Bin Ghatti Developers already has 30 projects in Dubai which will add 6k residential units to the emirate’s portfolio. Currently, the company is planning a further US$ 817 million investment on 17 new projects in various locations, including Business Bay, Dubai Silicon Oasis and Dubailand.
Invest Group Overseas has forecast that its total investments will reach US$ 1.2 billion by 2020, including a US$ 245 million Dubai residential project due for launch later in the year.
Following the recent initiative by UK-based developer to accept Bitcoins for some units of their Aston Plaza and Residences in Dubai Science Park, fäm Properties has announced that it will accept the crypto currency for property rentals for a limited number of City Walk apartments.
Bloom Education expects that its contemporary institution, focusing on the Arabic language, arts and culture, will open in time for the 2018/2019 academic year. The centre, located in Barsha South, will see prominent Bahraini jeweler and artist, Rayyah Fathalla, as its first director. The 89k sq mt campus will also have two K-12 schools – one teaching the British curriculum and the other International Baccalaureate – and will have 4k students.
The 700 MW fourth phase of the world’s largest single-site concentrated solar power project has been won by a consortium of China’s Shanghai Electric and Saudi Arabia’s ACWA Power. The US$ 3.9 billion award equates to US$ 0.073 per kilowatt hour and the project will be commissioned in stages starting from Q4 2020. It is forecast that the Mohammed bin Rashid Al Maktoum Solar Park will generate 1k MW by 2020 expanding to 5k MW over the following decade.
A report by the Dubai Chamber of Commerce and Industry estimates that spending within the local tourism and travel sector, which accounts for 12.1% of the country’s GDP, will grow from 2016’s total of US$ 43.3 billion to US$ 56.0 billion by 2022. The main drivers behind this impressive growth are Expo 2020 and the numerous mega projects launched over the past year. One of the targets of Expo is to see the number of overseas visitors total 20 million which would be a 34.2% jump from last year’s figure of 14.9 million.
Abraaj Group and France’s Engie have agreed to develop a wind power platform in India, which could generate one gigawatt. This will go a little way to help the country reach its target of 175GW from renewables by 2022, 60GW of which would be from wind power (India already has wind power capacity of 32GW). The Dubai-based private equity firm, which manages over US$ 11 billion in assets, has two other Indian wind energy agreements – a 2015 deal with Aditya Birla Group and this year it became a majority shareholder in Jhimpir Power.

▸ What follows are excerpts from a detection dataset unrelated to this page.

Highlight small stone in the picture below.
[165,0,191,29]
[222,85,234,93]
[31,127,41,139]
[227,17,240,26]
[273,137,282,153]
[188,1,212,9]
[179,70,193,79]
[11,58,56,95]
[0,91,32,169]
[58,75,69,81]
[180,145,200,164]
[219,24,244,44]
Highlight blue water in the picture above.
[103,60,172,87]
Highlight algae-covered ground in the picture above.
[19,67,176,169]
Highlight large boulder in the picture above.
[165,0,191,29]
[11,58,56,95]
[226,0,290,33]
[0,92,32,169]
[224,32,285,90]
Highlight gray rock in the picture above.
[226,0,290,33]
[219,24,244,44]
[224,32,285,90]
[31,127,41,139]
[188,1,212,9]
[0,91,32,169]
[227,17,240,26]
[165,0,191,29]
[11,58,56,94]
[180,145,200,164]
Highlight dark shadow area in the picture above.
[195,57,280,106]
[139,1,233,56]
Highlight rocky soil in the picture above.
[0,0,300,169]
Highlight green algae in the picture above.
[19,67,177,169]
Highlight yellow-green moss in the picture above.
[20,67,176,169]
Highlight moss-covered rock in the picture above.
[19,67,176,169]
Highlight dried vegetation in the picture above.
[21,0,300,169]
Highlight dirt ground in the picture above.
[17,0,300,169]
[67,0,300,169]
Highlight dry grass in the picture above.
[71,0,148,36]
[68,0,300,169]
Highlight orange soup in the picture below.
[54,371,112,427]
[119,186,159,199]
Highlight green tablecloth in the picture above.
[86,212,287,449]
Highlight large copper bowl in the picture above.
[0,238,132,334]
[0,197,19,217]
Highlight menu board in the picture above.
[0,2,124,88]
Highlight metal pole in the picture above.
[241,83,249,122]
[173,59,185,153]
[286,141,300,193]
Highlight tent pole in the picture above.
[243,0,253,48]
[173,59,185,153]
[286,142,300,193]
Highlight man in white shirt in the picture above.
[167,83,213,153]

Dubai’s July annual inflation rate of just 1.0% is at its lowest level in over two years. During the month, there were declines in transport prices by 1.7%, whilst food and beverage remained flat but housing increased by 0.9%.
UAE’s new Excise Tax, which will commence on 01 October, will only be collected in e-dirham – the federal government’s e-payment platform, introduced in 2011; the prepaid cards are a means of payment for more than 5k government services. The government has introduced the “sin” tax – which will see a 100% levy on tobacco and energy drinks and 50% on sugary fizzy drinks – to discourage consumption of products that could be harmful to public health and the environment. In addition, it is expected to add an annual US$ 1.9 billion to government coffers.
Following a May directive from the Central Bank, advising financial institutions and advisors to resolve all mis-selling complaints within 90 days, it seems that the authorities are taking action. To date, over 100 complainants have had funds returned to them following the clampdown, with the Central Bank now having its own consumer protection division to deal directly with complaints.
The Central Bank has announced that medium and long term deposits, that make up 26.9% of the total deposits, have jumped 7.0% YTD to US$ 57.2 billion, compared to the same 7-month period in 2016. The main driver seems to be the Central Bank’s move to raise the deposit interest rate earlier in the year.
According to, HE Mubarak Rashid Al Mansouri, the country’s growth this year will be 3.1%, rising four notches to 3.5% in 2018. According to the Central Bank Governor, this has come about – despite low oil prices – from the economic diversification in the UAE.
It is expected that the expected 4.4% hike in the country’s trade next year, with both imports and exports on the increase, will prove a fillip for the logistics, warehousing and handling sectors. One location that looks to see further expansion is Jebel Ali Free Zone, already home to 328 logistics companies from 29 countries.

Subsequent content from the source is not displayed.